Parution : 05/09/2019 / ISBN : 9791097417437 / Pages : 256 / Prix : 19€

Meurtre à Montaigne, Estelle Monbrun

Meurtre à Montaigne, d’Estelle Monbrun célèbre les 25 ans de la collection chemins nocturnes, des éditions Viviane Hamy.

En Dordogne, à Saint-Michel-de-Montaigne, les touristes adorent visiter la tour et la célèbre librairie du château de Montaigne. Olivier, un étudiant spécialiste de l’auteur fait le guide pendant ses vacances. Un matin, il découvre le corps inanimé d’un jeune homme au pied de la tour.
Sur l’Ile d’Oléron, Mary, une étudiante américaine assistante de Michel Lespignac est aussi la baby-sitter des petites filles de ce grand spécialiste de Montaigne. Sur la plage, elle retrouve Caro, une jeune fille rencontrée lors de son arrivée à Paris…  Un instant d’attention, et les petites filles ont disparu…
Le commissaire Foucheroux  vient de prendre sa retraite et n’a pas encore trouvé son rythme. Lorsqu’on l’appelle à la rescousse pour résoudre cette affaire d’enlèvement qui s’avère plus complexe que prévu, il est ravi de seconder son ancienne assistante, la commissaire Leila Djemani. Ils doivent être efficaces et très discrets, eu égard au statut de Lespignac. Ce dernier doit très prochainement faire paraitre une bombe qui va secouer le milieu littéraire et les aficionados de Montaigne.

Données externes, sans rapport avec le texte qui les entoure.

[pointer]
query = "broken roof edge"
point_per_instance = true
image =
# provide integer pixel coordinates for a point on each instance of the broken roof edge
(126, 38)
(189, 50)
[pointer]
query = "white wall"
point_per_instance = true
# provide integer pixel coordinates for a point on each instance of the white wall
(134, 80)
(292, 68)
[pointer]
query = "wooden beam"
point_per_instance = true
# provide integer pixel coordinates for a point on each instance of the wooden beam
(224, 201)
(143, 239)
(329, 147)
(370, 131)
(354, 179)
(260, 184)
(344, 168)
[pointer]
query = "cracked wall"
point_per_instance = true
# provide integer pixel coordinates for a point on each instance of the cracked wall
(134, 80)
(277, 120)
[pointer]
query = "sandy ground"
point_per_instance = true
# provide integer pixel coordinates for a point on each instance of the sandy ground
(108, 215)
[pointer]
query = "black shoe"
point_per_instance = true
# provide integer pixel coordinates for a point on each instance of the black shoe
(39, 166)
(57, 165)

De l’enlèvement aux découvertes multiples sur les personnalités et le passé des différents protagonistes, faux-semblants, trahison, envie, jalousie, désir de vengeance, filiation et généalogie, de nombreux  thèmes vont être adroitement abordés par Estelle Monbrun. L’intrigue est parfois embrouillée et semble traitée avec légèreté, trop fin de siècle peut-être (mais où est passée la police scientifique ?) Sans doute parce que nous avons affaire à des littéraires purs et durs ! Par contre l’humour et les références littéraires sont constamment présents dans ce polar rocambolesque qui plonge le lecteur dans l’histoire des lieux et de l’écrivain. Malgré tout, ce thriller plus littéraire que noir se laisse lire fort agréablement. N’y cherchez pas une enquête fouillée et des policiers aguerris, mais plutôt une écriture et un texte érudits qui donnent envie de découvrir ces lieux chers à Montaigne, parce que c’était lui, parce que c’est vous !

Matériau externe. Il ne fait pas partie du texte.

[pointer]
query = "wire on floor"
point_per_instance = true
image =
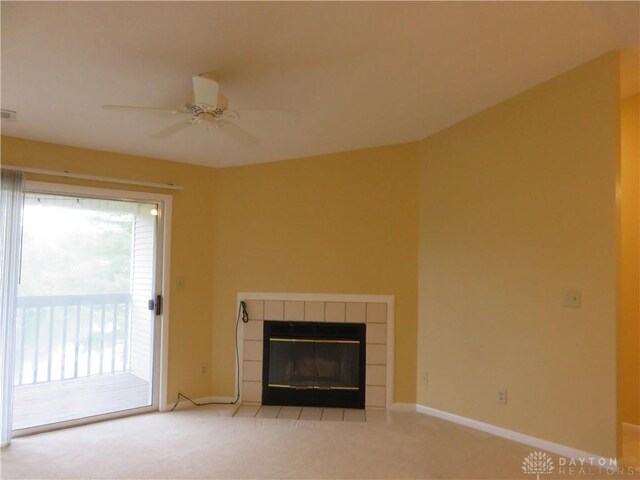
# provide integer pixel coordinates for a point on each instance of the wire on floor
(242, 314)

Catalogue éditeur : Viviane Hamy

Un rapide pincement des lèvres rouge vif aurait indiqué à une personne moins naïve que Mary que sa présence n’était pas vraiment souhaitée. Mais sa proposition fut acceptée, et, en chemin, elle apprit que Caro faisait ses études à l’École des beaux-arts et habitait à la Cité universitaire. Après deux bises à la française, que les Américains appellent air kisses et qui n’engagent à rien, Mary suivit des yeux sa nouvelle connaissance, qui emprunta l’avenue Foch après lui avoir fait un petit signe faussement désinvolte. Quelques instants plus tard, Caro envoyait sur son portable le message suivant à une adresse cryptée­ : « Le cabillaud sera une rascasse. Veronica. »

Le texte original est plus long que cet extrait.